Based on a new census of the rhino population conducted by South African National Parks, the rhino population was stable with 8 400 to 9 300 white rhino residing in the Kruger National Park.
According to a survey commissioned by the DEA in 2015, private and communal owners in South Africa owned about 5 000, or one-quarter, of the global white rhino population.
Molewa said the interventions of the Integrated Strategic Management Approach of Rhinoceros – a collaborative effort between government, the private sector, communities and civil society – had ensured the positive numbers, despite a 10% increase in poaching activity in the Kruger National Park.
The moratorium on domestic rhino horn trade was lifted after the DEA’s application for leave to appeal was dismissed with costs in the High Court in Pretoria on Wednesday.
The High Court handed down the moratorium judgment in November 2015.

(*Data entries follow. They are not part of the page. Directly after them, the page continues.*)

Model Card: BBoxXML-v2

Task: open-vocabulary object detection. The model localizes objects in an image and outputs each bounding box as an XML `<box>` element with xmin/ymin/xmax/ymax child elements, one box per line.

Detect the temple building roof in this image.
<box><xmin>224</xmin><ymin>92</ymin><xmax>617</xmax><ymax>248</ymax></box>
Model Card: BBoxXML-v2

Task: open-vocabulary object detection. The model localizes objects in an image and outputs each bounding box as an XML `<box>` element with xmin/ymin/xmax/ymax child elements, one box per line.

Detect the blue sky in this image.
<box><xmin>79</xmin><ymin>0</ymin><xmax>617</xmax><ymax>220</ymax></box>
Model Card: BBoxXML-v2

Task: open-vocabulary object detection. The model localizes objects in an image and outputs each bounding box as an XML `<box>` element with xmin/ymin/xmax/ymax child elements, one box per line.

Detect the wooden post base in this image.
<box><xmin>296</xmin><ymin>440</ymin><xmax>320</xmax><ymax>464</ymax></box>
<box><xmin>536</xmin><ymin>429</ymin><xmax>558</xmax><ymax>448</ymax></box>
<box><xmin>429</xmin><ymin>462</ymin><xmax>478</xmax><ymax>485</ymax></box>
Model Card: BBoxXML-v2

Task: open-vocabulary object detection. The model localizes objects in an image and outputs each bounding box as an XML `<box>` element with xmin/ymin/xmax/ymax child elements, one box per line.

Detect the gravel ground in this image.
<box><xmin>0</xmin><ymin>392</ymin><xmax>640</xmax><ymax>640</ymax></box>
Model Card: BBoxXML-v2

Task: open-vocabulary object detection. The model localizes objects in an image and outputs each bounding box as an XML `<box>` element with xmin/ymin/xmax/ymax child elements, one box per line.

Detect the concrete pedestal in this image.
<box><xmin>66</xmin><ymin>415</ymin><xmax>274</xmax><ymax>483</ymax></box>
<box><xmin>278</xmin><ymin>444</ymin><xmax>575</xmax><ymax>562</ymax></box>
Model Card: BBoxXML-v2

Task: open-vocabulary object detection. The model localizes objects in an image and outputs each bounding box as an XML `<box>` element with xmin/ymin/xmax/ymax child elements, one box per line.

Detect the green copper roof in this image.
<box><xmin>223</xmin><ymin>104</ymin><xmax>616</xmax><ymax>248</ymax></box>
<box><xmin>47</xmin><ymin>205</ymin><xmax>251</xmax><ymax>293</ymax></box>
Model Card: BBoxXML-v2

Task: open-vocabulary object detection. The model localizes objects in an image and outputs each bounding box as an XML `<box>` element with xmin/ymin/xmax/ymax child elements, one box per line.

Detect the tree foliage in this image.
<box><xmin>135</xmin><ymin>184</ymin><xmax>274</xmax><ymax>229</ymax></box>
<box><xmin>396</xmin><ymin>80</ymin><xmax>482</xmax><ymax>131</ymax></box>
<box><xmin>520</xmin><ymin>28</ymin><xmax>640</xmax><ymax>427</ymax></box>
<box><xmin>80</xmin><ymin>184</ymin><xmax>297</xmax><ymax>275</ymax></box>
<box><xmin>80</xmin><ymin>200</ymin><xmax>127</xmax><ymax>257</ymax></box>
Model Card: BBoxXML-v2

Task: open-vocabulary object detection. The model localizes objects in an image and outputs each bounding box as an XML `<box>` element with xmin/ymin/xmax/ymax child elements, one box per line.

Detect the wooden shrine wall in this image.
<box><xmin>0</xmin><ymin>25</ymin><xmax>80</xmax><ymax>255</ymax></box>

Molewa said the department would apply for leave to appeal to the Supreme Court of Appeal, which she says, once lodged, would result in the suspension of the operation and execution of the court’s decision to review and set aside the moratorium.

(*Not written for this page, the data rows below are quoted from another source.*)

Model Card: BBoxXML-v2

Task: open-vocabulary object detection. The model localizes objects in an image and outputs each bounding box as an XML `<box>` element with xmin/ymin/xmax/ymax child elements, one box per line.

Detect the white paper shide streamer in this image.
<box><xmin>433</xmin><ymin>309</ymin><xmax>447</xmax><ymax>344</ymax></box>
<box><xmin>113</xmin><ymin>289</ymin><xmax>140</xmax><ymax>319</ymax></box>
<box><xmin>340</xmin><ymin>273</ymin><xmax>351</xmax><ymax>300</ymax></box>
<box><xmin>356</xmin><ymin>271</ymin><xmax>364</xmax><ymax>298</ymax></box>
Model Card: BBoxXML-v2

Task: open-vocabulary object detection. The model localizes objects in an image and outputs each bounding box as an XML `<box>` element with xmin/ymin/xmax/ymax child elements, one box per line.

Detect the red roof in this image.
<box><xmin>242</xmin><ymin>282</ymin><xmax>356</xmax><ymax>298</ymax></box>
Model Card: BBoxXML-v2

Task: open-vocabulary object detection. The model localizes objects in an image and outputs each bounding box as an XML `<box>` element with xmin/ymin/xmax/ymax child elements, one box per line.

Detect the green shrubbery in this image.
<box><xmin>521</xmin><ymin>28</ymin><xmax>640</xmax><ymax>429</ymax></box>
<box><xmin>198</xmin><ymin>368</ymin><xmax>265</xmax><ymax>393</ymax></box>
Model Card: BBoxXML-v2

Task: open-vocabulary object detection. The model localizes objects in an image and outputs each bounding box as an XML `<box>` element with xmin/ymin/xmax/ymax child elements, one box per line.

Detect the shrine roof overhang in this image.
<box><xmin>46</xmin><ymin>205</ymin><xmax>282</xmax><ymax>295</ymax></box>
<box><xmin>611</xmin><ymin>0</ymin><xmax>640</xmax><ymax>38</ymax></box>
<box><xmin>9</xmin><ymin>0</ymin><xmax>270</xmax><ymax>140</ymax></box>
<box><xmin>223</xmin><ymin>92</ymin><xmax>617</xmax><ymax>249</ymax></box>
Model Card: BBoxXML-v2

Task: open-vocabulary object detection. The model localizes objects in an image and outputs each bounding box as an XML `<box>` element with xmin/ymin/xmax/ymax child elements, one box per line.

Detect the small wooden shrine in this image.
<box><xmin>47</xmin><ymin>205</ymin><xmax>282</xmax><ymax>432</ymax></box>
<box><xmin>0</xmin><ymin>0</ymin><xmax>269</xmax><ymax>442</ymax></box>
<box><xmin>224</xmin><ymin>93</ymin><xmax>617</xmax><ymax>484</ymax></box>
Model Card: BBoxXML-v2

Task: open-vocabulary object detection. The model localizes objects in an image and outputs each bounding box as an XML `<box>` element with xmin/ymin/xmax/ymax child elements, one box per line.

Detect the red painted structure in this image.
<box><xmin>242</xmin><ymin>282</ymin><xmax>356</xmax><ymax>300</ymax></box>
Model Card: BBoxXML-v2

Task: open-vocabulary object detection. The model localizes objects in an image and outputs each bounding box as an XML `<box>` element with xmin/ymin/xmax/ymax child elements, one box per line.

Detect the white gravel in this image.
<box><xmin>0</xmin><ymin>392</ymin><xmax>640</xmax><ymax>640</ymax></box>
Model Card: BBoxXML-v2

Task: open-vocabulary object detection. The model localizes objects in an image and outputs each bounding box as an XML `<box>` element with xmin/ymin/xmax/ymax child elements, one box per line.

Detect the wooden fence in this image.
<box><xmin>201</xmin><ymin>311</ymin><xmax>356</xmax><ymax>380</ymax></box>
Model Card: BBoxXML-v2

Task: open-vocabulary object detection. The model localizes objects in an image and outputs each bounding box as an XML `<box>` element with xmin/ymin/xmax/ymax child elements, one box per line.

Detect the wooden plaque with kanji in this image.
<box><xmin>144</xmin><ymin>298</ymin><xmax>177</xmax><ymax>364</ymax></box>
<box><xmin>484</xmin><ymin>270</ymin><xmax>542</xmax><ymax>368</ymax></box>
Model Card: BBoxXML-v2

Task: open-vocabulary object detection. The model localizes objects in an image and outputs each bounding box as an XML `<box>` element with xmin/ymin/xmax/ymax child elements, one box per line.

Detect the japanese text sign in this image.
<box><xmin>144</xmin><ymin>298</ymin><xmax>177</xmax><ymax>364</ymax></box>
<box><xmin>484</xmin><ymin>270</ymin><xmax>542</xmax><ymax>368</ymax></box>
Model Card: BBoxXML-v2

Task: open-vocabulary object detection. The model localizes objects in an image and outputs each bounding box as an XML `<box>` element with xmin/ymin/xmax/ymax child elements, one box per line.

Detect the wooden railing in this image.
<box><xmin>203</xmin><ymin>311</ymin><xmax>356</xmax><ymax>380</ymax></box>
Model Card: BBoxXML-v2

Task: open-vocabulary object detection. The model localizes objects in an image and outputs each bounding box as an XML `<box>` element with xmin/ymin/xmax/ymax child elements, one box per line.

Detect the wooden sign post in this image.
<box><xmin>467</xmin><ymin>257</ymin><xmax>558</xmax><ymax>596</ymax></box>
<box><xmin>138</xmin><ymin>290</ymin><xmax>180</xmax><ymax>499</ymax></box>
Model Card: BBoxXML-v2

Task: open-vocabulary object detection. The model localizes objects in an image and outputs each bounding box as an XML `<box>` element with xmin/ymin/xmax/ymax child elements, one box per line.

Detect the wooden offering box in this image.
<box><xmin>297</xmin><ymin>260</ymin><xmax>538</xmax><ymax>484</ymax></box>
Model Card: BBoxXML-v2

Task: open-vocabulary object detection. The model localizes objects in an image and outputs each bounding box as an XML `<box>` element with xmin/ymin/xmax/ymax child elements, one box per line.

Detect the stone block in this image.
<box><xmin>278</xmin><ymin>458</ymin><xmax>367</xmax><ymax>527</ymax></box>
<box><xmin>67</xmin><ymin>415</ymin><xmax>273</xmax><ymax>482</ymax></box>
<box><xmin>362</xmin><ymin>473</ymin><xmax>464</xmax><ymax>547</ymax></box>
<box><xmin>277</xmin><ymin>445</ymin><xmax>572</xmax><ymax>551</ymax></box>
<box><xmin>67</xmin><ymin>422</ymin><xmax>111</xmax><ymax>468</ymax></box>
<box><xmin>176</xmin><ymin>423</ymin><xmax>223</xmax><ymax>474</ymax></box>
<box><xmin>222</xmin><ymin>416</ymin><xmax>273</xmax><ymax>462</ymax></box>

She stressed that commercial international trade in rhino horn was still prohibited.
FUNDING, PUBLIC COMMENT
Over the next 14 years, the DEA planned to ensure that R7-billion in funding would be made available for the implementation of programmes under the Biodiversity Economy Strategy, which was launched last year.
The strategy aimed to contribute to the transformation of the biodiversity economy in South Africa through inclusive economic activities, equitable and fair processes and procedures, and equity in access to and the distribution of resources in the market.
The programmes under the strategy aimed to transfer wildlife to previously disadvantaged communities and entrepreneurs.
“This will ultimately ensure the establishment of a vibrant local economy based on sustainable management of the area’s natural assets. These developments will address poverty and livelihood security and overall enhance benefits for the local community,” explained Molewa.
Meanwhile, the DEA recently gazetted for public comment the Draft Amendment of the Norms and Standards for the marking of rhino and rhino horn and the hunting of rhino for trophy hunting purposes.
The amendment aimed to clarify and strengthen certain clauses contained in the 2012 Norms and Standards, especially regarding the movement and safekeeping of rhino horns and the management of hunting white and black rhino.
The public had until February 11 to comment on the proposed amendments.